Diana Marek, the Transportation Center’s assistant director for academic affairs, said the minor will prepare students for engineering, business or public policy jobs in transportation.
“Companies come here looking for students with those backgrounds, and up until now we’ve only had (students) at the graduate level,” Marek said. “Now we’ll be able to identify undergraduate students with that kind of experience.”
The minor will be available to students in the Weinberg College of Arts and Sciences, Medill School of Journalism, and McCormick School of Engineering and Applied Science.
The program comprises seven courses, including three core courses and a required three-quarter seminar. Students would receive one credit for the three quarters of the seminar, which meets weekly.
Students fulfill the remaining three credits with classes in economics, civil and industrial engineering, and other departments. Available courses include International Trade, Development of the Modern American City, and Transportation System Operations.

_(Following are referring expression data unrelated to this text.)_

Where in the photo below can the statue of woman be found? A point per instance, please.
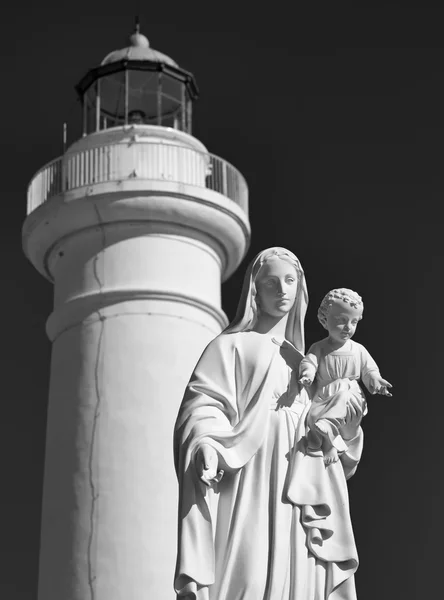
(251, 527)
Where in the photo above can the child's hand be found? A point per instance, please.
(380, 386)
(383, 390)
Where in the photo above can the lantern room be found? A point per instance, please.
(137, 85)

Marek said the Transportation Center planned the minor a year ago, but approval took one year.
“Most minors within the university reside in some particular school, like (Weinberg) or McCormick,” she said. “Because this was going to be interdiscplinary, we needed to get approval for the minor in the different schools.”
The Transportation Center has taught graduate students since 1954. Marek said the creation of an undergraduate program has long been in development.
“We’re not like a lot of junior colleges or even some of the public schools, which would have more career-oriented courses,” Marek said.
About three students have expressed interest in the minor, she said. Students who wish to declare the minor are told to contact Ami Trosley, academic and placement coordinator at the Transportation Center.
Marek said students who wish to graduate with the minor this June might be able to double-count classes or make other adjustments to fill the requirements by the end of the year.
The Transportation Center already offers six graduate programs through the center, McCormick and the Kellogg Graduate School of Management. Marek said officials are excited to give undergraduate students the chance to study a subject that is increasing in importance in U.S. society.
“(Transportation) has a lot of attraction and it relates a lot to what’s going on in business and the community,” she said.